PORTLAND, Maine — Wildlife biologists are using extracted teeth from black bears to monitor Maine’s bear population and determine how best to manage it.
The Department of Inland Fisheries and Wildlife is asking bear hunters to give up a tooth from their harvested animals in the name of science. In the past two years, 2,032 hunters have answered the call.
Biologists can establish a bear’s age by cutting a cross-section of a tooth and counting the rings under a microscope, much the way a tree’s age can be determined by counting the rings on a cross-section of trunk, said biologist Jennifer Vashon.
By determining the ages of the bears that are killed during each year’s hunt, biologists can better estimate how many bears there are throughout the state and how old they are. This year’s hunt began Aug. 30 and continues through Nov. 27.
“By having multiple years of that information, you can have a good ability to reconstruct the true population,” Vashon said.

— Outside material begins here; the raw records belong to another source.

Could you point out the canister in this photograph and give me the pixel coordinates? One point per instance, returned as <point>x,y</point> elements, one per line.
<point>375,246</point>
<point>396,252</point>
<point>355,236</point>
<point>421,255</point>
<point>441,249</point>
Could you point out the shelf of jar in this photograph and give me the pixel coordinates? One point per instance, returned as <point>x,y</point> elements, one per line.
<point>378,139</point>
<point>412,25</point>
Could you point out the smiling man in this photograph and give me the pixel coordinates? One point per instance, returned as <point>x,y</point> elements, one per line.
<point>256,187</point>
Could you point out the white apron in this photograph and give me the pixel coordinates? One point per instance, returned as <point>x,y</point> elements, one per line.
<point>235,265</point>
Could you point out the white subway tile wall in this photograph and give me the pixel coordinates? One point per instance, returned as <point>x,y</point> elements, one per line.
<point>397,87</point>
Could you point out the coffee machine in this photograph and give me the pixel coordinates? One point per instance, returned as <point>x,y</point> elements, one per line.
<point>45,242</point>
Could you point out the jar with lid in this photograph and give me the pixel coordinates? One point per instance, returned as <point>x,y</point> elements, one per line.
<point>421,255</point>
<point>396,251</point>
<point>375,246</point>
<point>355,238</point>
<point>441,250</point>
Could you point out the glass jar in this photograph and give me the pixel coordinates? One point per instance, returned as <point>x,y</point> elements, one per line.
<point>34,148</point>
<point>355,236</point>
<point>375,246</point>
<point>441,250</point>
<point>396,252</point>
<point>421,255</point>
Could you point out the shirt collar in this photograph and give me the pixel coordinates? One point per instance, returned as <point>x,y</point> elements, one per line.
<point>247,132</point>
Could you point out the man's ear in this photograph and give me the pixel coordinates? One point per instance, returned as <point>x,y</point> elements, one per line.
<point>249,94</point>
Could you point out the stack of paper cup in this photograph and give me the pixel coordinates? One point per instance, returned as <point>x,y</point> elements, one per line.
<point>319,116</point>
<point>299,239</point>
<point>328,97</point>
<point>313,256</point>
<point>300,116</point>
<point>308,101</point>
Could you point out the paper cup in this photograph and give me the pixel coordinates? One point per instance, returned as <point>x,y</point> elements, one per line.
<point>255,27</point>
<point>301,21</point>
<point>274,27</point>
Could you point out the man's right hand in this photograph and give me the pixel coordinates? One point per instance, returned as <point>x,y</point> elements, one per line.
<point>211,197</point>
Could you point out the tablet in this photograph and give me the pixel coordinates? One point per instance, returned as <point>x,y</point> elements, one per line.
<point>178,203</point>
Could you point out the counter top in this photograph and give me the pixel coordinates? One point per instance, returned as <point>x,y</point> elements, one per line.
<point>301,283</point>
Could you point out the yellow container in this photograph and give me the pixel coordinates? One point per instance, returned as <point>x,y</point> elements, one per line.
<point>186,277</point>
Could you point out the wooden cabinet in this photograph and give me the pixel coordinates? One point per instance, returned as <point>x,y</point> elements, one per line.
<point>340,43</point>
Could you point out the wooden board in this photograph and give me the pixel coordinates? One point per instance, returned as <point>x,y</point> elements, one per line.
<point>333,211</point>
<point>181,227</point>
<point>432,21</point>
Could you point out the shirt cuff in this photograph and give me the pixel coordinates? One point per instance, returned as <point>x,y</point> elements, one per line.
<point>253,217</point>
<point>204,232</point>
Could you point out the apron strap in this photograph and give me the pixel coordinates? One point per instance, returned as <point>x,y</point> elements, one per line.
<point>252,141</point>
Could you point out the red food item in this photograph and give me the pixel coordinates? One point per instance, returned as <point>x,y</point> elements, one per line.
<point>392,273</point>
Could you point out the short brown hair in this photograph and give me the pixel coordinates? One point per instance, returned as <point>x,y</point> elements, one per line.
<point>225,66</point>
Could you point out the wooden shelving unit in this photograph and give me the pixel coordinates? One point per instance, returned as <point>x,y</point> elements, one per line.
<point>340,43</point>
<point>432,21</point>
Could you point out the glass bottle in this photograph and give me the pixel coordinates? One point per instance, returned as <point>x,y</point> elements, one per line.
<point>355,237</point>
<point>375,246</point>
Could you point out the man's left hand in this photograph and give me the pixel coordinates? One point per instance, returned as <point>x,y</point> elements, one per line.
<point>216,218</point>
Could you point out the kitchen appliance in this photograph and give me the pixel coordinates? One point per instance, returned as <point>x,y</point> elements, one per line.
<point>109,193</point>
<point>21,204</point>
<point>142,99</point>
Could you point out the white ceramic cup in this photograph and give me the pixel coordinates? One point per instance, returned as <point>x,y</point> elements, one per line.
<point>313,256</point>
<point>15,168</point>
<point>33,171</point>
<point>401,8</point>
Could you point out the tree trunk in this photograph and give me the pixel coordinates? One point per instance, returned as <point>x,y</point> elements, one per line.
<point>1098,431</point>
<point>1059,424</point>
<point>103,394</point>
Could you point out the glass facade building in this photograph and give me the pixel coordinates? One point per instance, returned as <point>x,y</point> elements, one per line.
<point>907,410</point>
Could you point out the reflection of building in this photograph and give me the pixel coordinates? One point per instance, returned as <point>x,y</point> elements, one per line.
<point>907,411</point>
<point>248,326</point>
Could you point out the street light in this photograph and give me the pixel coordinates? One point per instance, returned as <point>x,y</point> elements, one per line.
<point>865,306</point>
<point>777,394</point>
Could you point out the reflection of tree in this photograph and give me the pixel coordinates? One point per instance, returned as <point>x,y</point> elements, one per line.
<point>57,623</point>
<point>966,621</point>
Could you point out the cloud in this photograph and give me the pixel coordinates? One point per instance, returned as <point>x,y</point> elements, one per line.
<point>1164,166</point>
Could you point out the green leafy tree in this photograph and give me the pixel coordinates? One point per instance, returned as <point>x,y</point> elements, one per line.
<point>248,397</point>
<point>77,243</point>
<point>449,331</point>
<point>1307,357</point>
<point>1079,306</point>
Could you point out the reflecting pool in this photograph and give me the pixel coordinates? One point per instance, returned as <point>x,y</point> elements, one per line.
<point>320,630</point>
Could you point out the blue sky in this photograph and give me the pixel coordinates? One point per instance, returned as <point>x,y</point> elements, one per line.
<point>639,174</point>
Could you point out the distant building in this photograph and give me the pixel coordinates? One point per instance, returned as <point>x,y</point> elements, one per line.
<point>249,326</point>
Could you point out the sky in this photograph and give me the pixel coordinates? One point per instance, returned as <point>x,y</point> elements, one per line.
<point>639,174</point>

The wildlife department every 15 years produces an assessment of the state’s black bear population that is used to develop a plan on how best to manage the population. The state’s current bear management program aims to stabilize the bear population to maintain hunting and viewing opportunities while limiting conflicts between bears and people.
At the time of the last assessment in 1999, biologists estimated Maine’s bear population at 23,000. It is now thought to be between 23,000 and 30,000, Vashon said.
Biologists for years have monitored the bear population by reviewing hunter data and using radio collars that have been placed on several dozen bears across Maine to gauge population densities in given areas.
The tooth-aging program is simply another management tool to help measure population trends, Vashon said.
Last year, about two-thirds of the teeth submitted by hunters came from bears that were 3 years old or younger, Vashon said. The oldest bear was a 25-year-old female, and the oldest male bear was 20 years old.
Younger bears have a higher mortality rate than older bears. They are more likely to cross roads and show up in people’s yards, and are more vulnerable to hunters, she said.
“They’re young and brash, don’t think of everything and lack experience,” she said.